Here we display histogram to demonstrate distribution of character variables. We find that the genders of customers are quite balanced. Majority of the travels are business travels. There are more neutral or dissatisfied reviews than satisfied, but not by a large margin.



## X Inflight.wifi.service Departure.Arrival.time.convenient
## Min. :-0.0043215 Min. :-0.00249 Min. :-0.004861
## 1st Qu.:-0.0008216 1st Qu.: 0.12121 1st Qu.: 0.011893
## Median : 0.0007393 Median : 0.13472 Median : 0.070119
## Mean : 0.0669499 Mean : 0.26709 Mean : 0.176147
## 3rd Qu.: 0.0016382 3rd Qu.: 0.34005 3rd Qu.: 0.218589
## Max. : 1.0000000 Max. : 1.00000 Max. : 1.000000
## Ease.of.Online.booking Gate.location Food.and.drink
## Min. :0.001913 Min. :-0.035428 Min. :-0.002162
## 1st Qu.:0.030944 1st Qu.:-0.002494 1st Qu.: 0.032185
## Median :0.038833 Median : 0.002313 Median : 0.059073
## Mean :0.224940 Mean : 0.145529 Mean : 0.233672
## 3rd Qu.:0.420518 3rd Qu.: 0.170661 3rd Qu.: 0.404512
## Max. :1.000000 Max. : 1.000000 Max. : 1.000000
## Online.boarding Seat.comfort Inflight.entertainment
## Min. :0.001002 Min. :0.0000435 Min. :-0.004861
## 1st Qu.:0.078926 1st Qu.:0.0496160 1st Qu.: 0.083950
## Median :0.204462 Median :0.1226578 Median : 0.299691
## Mean :0.256455 Mean :0.2683176 Mean : 0.339342
## 3rd Qu.:0.367796 3rd Qu.:0.4973836 3rd Qu.: 0.515371
## Max. :1.000000 Max. :1.0000000 Max. : 1.000000
## On.board.service Leg.room.service Baggage.handling Checkin.service
## Min. :-0.02837 Min. :-0.005873 Min. :-0.0005263 Min. :-0.03543
## 1st Qu.: 0.06398 1st Qu.: 0.064434 1st Qu.: 0.0554440 1st Qu.: 0.06525
## Median : 0.13197 Median : 0.123950 Median : 0.0957927 Median : 0.15314
## Mean : 0.25072 Mean : 0.212240 Mean : 0.2433687 Mean : 0.18395
## 3rd Qu.: 0.38782 3rd Qu.: 0.327593 3rd Qu.: 0.3738770 3rd Qu.: 0.21879
## Max. : 1.00000 Max. : 1.000000 Max. : 1.0000000 Max. : 1.00000
## Inflight.service Cleanliness
## Min. :-0.0001341 Min. :-0.00383
## 1st Qu.: 0.0522451 1st Qu.: 0.05248
## Median : 0.0887792 Median : 0.12322
## Mean : 0.2451461 Mean : 0.27344
## 3rd Qu.: 0.3867554 3rd Qu.: 0.49464
## Max. : 1.0000000 Max. : 1.00000
By displaying the correlation matrix, we can see that arrival delay and departure delay have really high correlation, which is very obvious.

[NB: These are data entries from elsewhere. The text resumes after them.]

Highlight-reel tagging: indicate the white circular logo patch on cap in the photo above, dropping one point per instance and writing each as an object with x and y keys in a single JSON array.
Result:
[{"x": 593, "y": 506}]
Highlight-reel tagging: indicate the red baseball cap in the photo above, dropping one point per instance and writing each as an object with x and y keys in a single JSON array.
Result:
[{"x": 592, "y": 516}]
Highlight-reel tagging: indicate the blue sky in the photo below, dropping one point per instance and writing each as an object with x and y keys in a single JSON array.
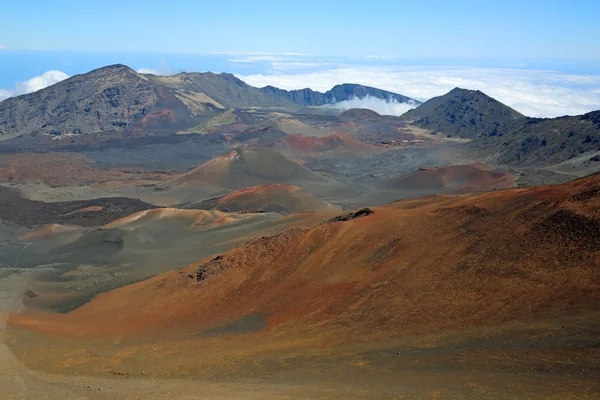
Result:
[
  {"x": 472, "y": 29},
  {"x": 541, "y": 56}
]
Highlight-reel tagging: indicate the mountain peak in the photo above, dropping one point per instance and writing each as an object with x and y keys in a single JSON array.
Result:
[{"x": 464, "y": 113}]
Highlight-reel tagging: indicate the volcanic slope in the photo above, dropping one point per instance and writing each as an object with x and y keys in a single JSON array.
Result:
[
  {"x": 421, "y": 265},
  {"x": 452, "y": 179},
  {"x": 135, "y": 247},
  {"x": 339, "y": 145},
  {"x": 242, "y": 168},
  {"x": 283, "y": 199},
  {"x": 117, "y": 98},
  {"x": 466, "y": 114},
  {"x": 18, "y": 210}
]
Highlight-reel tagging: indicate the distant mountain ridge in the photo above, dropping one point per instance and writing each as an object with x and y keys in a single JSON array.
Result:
[
  {"x": 117, "y": 98},
  {"x": 464, "y": 113},
  {"x": 504, "y": 136},
  {"x": 343, "y": 92}
]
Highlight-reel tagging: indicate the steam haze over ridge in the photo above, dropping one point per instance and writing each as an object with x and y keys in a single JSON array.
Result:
[
  {"x": 533, "y": 92},
  {"x": 380, "y": 106}
]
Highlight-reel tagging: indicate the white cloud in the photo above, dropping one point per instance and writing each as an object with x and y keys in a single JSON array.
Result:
[
  {"x": 36, "y": 83},
  {"x": 537, "y": 93},
  {"x": 373, "y": 57},
  {"x": 165, "y": 69},
  {"x": 39, "y": 82},
  {"x": 380, "y": 106}
]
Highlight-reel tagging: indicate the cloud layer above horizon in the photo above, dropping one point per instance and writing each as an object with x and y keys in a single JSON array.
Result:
[
  {"x": 36, "y": 83},
  {"x": 535, "y": 93}
]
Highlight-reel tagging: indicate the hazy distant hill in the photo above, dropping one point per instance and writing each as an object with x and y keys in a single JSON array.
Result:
[
  {"x": 346, "y": 91},
  {"x": 541, "y": 141},
  {"x": 116, "y": 98},
  {"x": 464, "y": 113},
  {"x": 504, "y": 136}
]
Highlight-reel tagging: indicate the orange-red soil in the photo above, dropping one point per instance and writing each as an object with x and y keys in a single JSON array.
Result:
[
  {"x": 415, "y": 266},
  {"x": 454, "y": 179}
]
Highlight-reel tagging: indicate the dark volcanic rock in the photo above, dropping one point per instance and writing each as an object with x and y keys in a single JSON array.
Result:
[
  {"x": 363, "y": 212},
  {"x": 17, "y": 210}
]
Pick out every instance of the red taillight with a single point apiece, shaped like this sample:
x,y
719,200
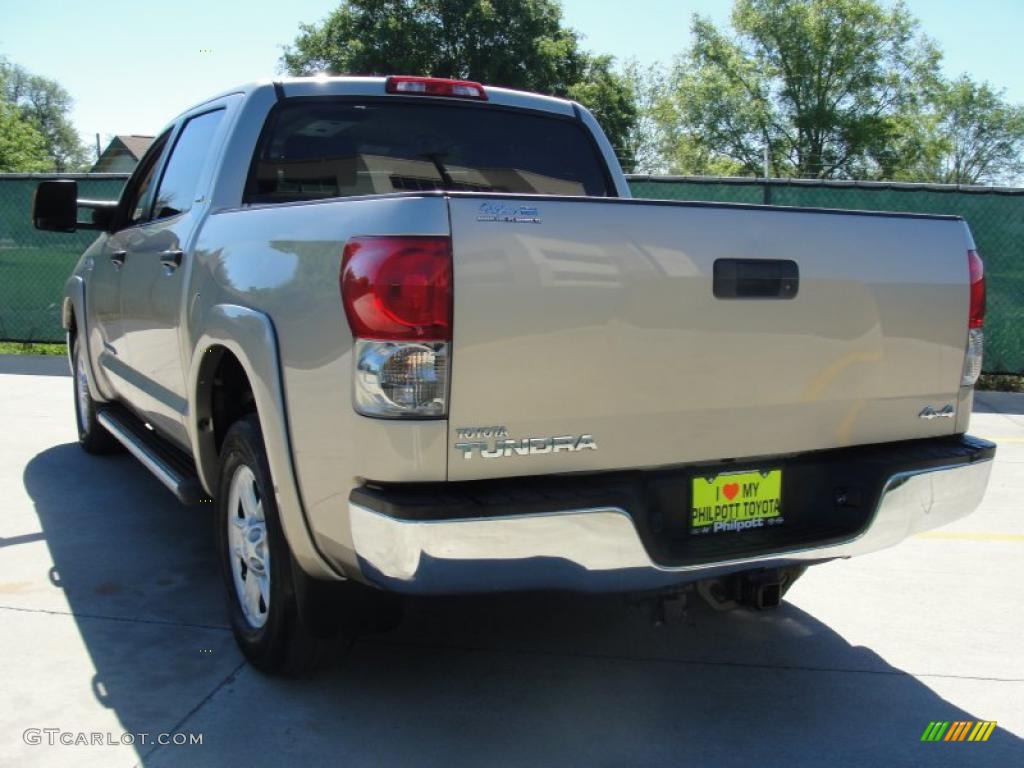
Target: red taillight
x,y
397,288
977,316
416,86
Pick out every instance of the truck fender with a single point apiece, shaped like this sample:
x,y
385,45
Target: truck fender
x,y
249,335
74,307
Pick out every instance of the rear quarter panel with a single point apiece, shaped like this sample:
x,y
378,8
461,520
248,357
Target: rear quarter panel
x,y
285,260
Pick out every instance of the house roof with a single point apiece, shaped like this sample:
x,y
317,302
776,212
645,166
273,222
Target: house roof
x,y
134,143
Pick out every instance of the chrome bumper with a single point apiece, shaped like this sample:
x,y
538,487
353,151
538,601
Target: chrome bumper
x,y
600,549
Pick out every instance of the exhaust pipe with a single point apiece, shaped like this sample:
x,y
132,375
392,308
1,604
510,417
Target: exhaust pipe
x,y
761,589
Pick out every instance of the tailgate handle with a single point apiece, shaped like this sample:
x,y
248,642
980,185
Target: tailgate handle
x,y
756,279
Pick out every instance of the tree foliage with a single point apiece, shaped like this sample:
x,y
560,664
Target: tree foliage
x,y
513,43
969,134
23,148
823,84
46,105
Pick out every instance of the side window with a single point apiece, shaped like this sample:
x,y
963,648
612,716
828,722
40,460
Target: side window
x,y
177,187
141,186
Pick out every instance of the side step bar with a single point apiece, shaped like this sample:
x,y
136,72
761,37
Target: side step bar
x,y
170,470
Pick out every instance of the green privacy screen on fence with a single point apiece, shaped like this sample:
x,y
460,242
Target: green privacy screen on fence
x,y
34,265
995,217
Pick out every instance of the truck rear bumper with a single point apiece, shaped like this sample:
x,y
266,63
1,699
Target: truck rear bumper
x,y
607,547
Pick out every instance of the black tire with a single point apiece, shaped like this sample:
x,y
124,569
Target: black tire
x,y
280,641
92,436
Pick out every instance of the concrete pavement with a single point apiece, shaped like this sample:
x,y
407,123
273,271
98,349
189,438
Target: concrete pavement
x,y
113,622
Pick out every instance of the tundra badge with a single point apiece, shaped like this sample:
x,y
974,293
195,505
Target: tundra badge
x,y
501,445
930,413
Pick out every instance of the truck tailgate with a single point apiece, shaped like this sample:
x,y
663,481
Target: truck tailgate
x,y
593,316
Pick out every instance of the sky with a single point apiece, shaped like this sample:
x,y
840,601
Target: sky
x,y
131,67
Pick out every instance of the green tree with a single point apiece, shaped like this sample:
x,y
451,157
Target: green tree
x,y
23,148
46,104
513,43
969,135
824,85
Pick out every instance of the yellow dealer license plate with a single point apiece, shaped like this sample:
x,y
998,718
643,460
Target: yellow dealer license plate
x,y
736,501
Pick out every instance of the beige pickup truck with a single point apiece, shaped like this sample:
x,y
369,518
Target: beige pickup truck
x,y
412,335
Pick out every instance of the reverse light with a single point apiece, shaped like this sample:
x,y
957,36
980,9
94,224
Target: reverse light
x,y
976,320
419,86
396,293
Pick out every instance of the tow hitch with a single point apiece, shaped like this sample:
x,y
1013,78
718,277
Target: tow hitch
x,y
754,589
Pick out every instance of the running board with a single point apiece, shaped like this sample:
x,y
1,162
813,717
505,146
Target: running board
x,y
148,449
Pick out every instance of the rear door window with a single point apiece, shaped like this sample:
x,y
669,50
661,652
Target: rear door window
x,y
178,185
329,148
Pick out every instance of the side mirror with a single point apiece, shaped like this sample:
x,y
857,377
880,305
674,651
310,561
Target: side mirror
x,y
55,204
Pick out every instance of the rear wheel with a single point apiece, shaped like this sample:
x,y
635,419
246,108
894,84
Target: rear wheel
x,y
284,622
91,435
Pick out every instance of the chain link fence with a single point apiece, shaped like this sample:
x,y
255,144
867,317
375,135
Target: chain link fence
x,y
995,216
34,265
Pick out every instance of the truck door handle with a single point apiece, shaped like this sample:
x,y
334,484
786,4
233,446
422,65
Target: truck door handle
x,y
171,259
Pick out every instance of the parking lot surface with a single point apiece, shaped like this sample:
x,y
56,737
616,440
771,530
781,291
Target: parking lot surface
x,y
113,623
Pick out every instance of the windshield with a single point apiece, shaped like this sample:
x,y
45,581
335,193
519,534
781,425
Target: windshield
x,y
328,148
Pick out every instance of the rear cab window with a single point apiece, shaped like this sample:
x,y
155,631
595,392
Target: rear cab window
x,y
326,147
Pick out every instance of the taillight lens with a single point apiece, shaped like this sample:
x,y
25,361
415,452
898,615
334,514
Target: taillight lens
x,y
977,289
420,86
976,318
396,293
397,288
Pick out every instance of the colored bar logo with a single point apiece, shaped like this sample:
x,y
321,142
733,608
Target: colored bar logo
x,y
958,730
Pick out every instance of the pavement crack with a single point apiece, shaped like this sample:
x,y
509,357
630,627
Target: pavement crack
x,y
176,728
690,662
127,620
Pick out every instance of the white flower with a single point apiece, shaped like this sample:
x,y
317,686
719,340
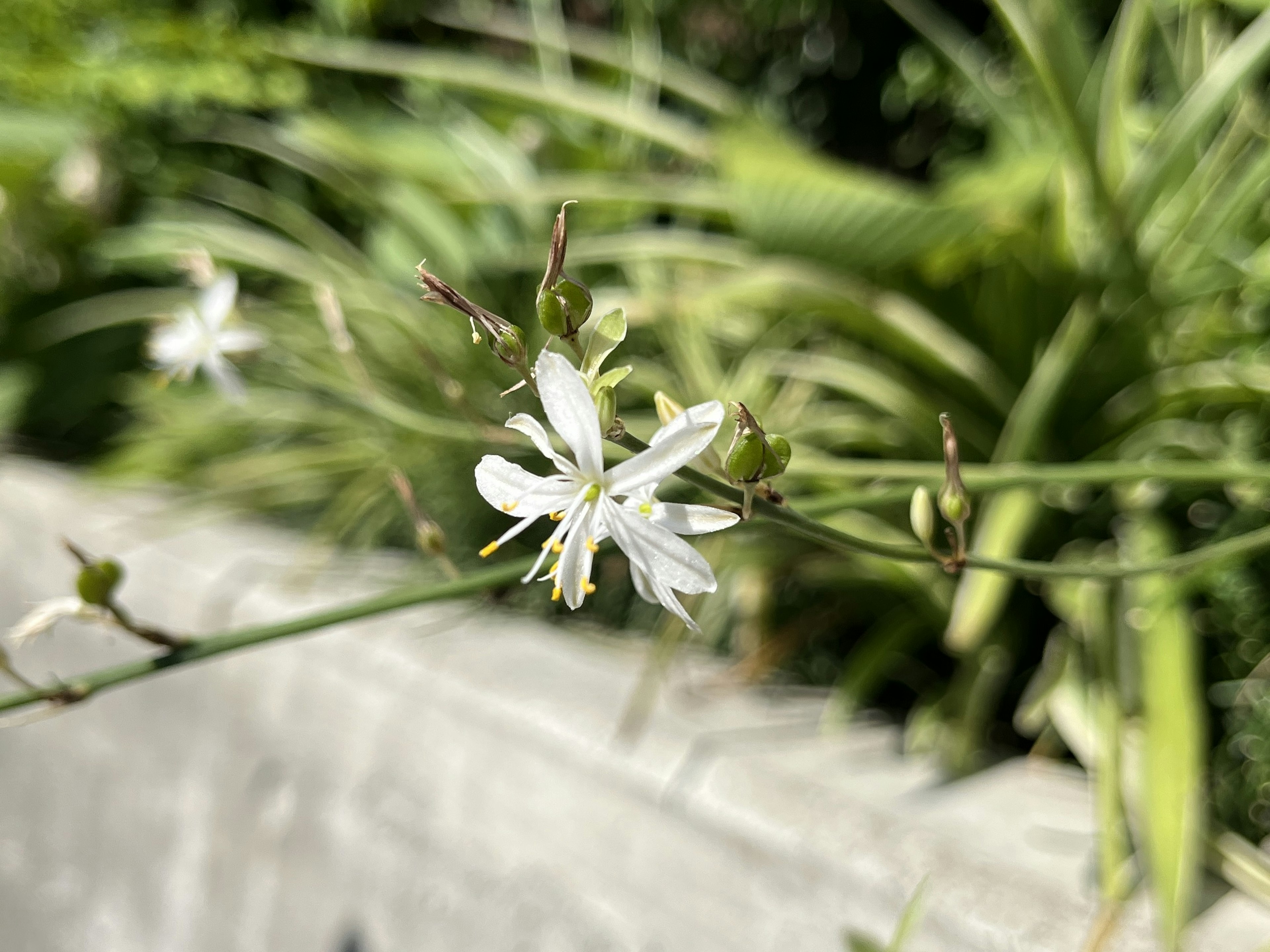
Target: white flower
x,y
46,615
196,337
586,499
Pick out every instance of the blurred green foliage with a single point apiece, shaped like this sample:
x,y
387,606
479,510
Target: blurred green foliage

If a flight takes off late, it is very likely to arrive late as well. The other numerical variables don’t correlate with each other, as they are supposed to be.
Variables that fall into the “customer in-flight experience” area such as food and drink, in-flight entertainment and seat comfort have positive correlation with each other. The reason might be that airline companies manage these factors under one department/plan. If they decide to improve the food and drink, they might improve the in-flight entertainment as well. But it is surprised to see that in-flight service has no correlation with cleanness.
Variables such as WiFi service, online booking, and gate location tend to have a positive correlation. In speculation, larger airline companies might have better online booking sites, get access to good gate locations and so on.